C8 and related chemicals used in nonstick pans and stain-resistant fabrics have been found in human breast milk, according to the first major U.S. study to examine breast-feeding as a possible exposure route.
Perfluorinated compounds, or PFCs, were found in all of the 45 human breast milk samples tested in the new study, published in the peer-reviewed journal Environmental Science and Technology.
Toxicologist Kathleen Arcaro of the University of Massachusetts Amherst and other researchers tested the milk as part of Arcaro's ongoing investigation of links between environmental exposures and breast cancer.
It's one of several sources of contamination
"While nursing does not expose infants to a dose that exceeds recommended limits, breast milk should be considered as an additional source of PFCs when determining a child's total exposure," Arcaro said in a news release issued by her university.

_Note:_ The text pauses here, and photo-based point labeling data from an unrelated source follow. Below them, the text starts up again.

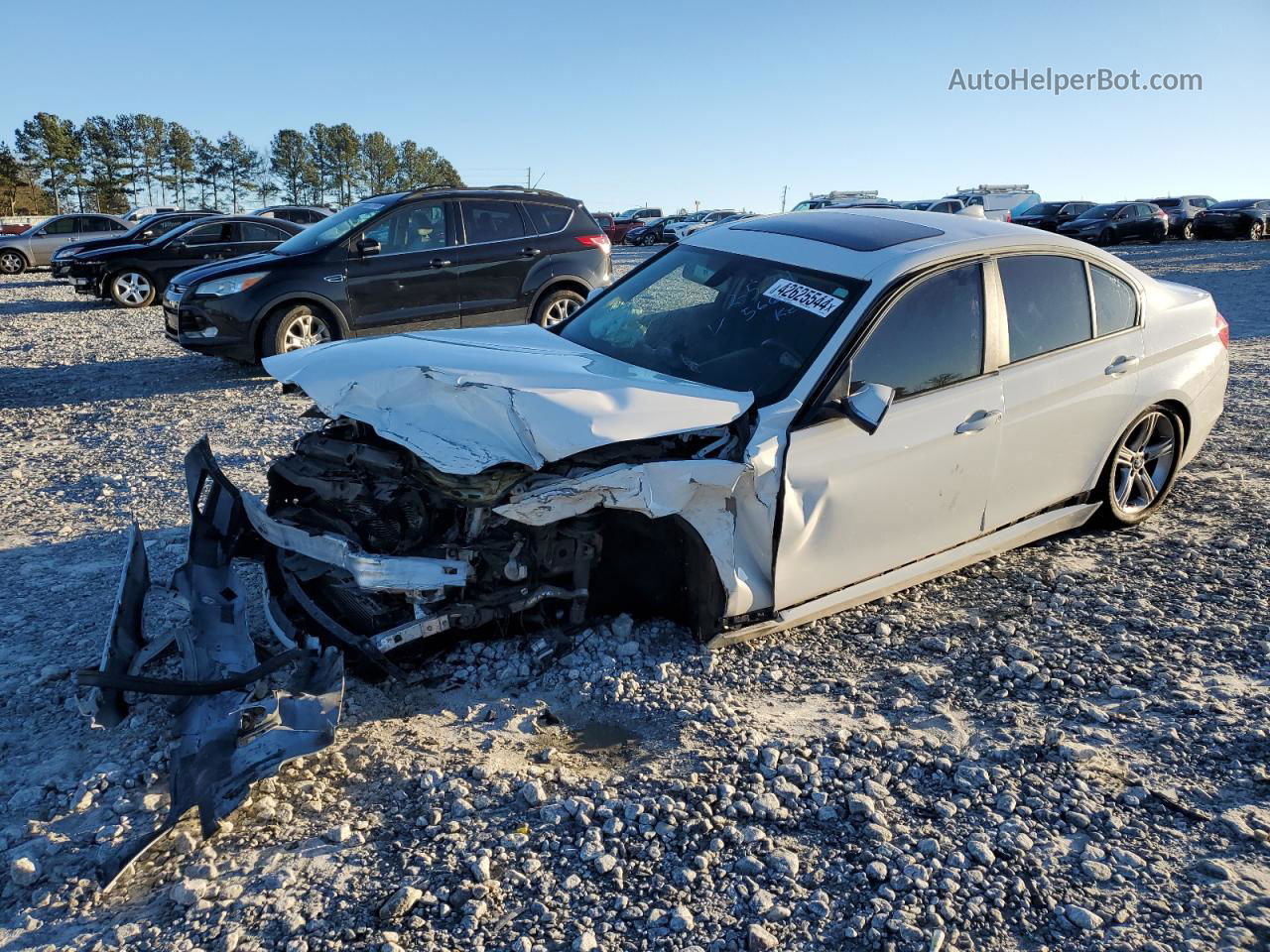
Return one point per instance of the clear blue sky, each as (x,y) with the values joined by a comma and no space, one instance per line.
(719,102)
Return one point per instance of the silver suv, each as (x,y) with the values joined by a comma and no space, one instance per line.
(36,245)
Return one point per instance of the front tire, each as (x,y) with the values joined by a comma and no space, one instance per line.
(557,306)
(12,262)
(296,327)
(1142,467)
(131,289)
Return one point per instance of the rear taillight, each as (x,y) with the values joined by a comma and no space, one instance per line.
(599,241)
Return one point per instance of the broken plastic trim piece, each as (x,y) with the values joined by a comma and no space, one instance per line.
(230,739)
(370,571)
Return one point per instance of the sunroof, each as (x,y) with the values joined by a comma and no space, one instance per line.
(858,232)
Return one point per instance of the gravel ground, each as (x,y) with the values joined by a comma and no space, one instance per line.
(1061,748)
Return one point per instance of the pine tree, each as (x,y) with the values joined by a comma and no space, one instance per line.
(239,162)
(379,163)
(180,155)
(291,160)
(45,144)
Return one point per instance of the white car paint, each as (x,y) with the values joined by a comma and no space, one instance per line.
(842,516)
(465,400)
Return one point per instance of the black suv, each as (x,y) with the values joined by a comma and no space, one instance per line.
(135,275)
(141,234)
(1048,216)
(1183,211)
(1118,221)
(429,259)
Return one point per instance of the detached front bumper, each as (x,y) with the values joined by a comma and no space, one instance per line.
(241,719)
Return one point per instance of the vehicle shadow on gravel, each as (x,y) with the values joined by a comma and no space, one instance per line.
(30,388)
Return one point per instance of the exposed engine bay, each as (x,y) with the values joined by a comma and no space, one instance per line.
(368,551)
(347,481)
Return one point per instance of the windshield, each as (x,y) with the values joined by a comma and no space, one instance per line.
(720,318)
(330,230)
(1101,211)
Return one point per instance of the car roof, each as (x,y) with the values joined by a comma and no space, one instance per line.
(887,240)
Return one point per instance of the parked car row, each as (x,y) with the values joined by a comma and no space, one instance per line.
(249,286)
(55,240)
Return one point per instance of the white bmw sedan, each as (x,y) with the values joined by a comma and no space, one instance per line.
(769,421)
(766,422)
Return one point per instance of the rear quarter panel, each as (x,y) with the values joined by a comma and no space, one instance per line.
(1184,359)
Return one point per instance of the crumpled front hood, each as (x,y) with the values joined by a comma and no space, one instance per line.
(466,400)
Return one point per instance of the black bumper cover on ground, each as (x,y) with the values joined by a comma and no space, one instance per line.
(235,728)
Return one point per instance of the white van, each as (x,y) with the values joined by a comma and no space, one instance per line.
(998,202)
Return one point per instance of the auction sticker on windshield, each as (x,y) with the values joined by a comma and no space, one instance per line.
(802,296)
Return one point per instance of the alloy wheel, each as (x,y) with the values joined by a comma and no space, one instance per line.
(1144,462)
(304,330)
(131,289)
(558,311)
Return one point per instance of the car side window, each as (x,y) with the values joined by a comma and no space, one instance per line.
(259,231)
(492,221)
(420,226)
(1047,303)
(933,336)
(1115,302)
(548,217)
(208,234)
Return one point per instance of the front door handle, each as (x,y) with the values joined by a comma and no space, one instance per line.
(978,421)
(1121,365)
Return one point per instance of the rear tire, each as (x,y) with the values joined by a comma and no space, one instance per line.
(1142,467)
(296,326)
(12,262)
(131,289)
(557,306)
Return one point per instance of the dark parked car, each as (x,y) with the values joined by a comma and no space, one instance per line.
(135,276)
(1183,211)
(427,259)
(1049,214)
(648,234)
(1118,221)
(141,234)
(1246,217)
(298,213)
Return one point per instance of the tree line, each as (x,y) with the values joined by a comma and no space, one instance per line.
(112,164)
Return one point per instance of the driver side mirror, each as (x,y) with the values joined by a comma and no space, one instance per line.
(866,405)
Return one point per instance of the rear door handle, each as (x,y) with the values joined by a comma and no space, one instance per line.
(978,421)
(1121,365)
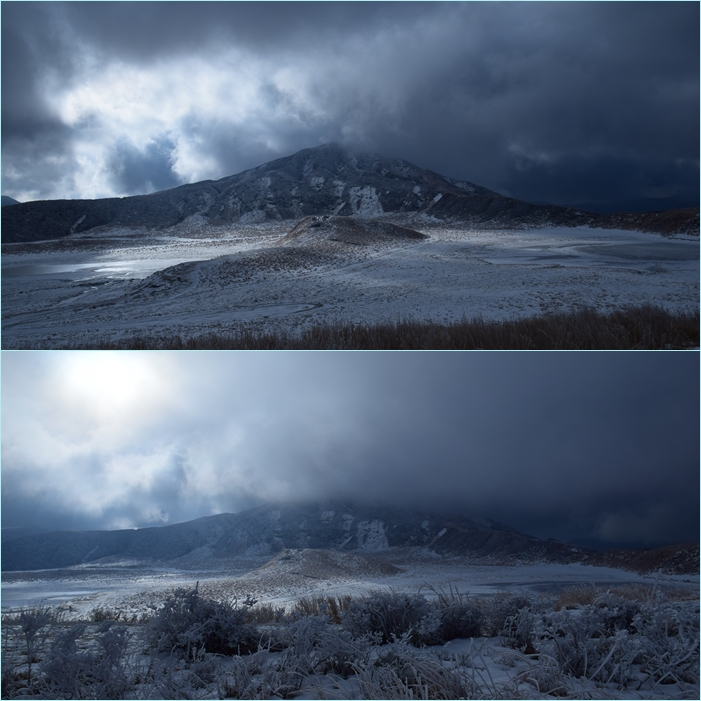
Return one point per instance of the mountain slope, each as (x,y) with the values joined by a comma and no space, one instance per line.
(325,180)
(332,526)
(261,531)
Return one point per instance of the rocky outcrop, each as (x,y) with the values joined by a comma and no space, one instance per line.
(326,180)
(330,527)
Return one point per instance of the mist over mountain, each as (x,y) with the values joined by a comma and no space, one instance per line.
(331,526)
(325,180)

In West Virginia, C8 is a major issue because the water supplies for thousands of Parkersburg-area residents have been contaminated with the toxic chemical.
Around the world, researchers are finding that people have C8 and other PFCs in their blood in low levels. Evidence is mounting about the chemical's dangerous effects, but U.S. regulators have not set a federal standard for emissions or human exposure.
Scientists are still sorting out how humans are exposed, but previous studies have examined Teflon pans, food and food packaging, and household dust as potential routes.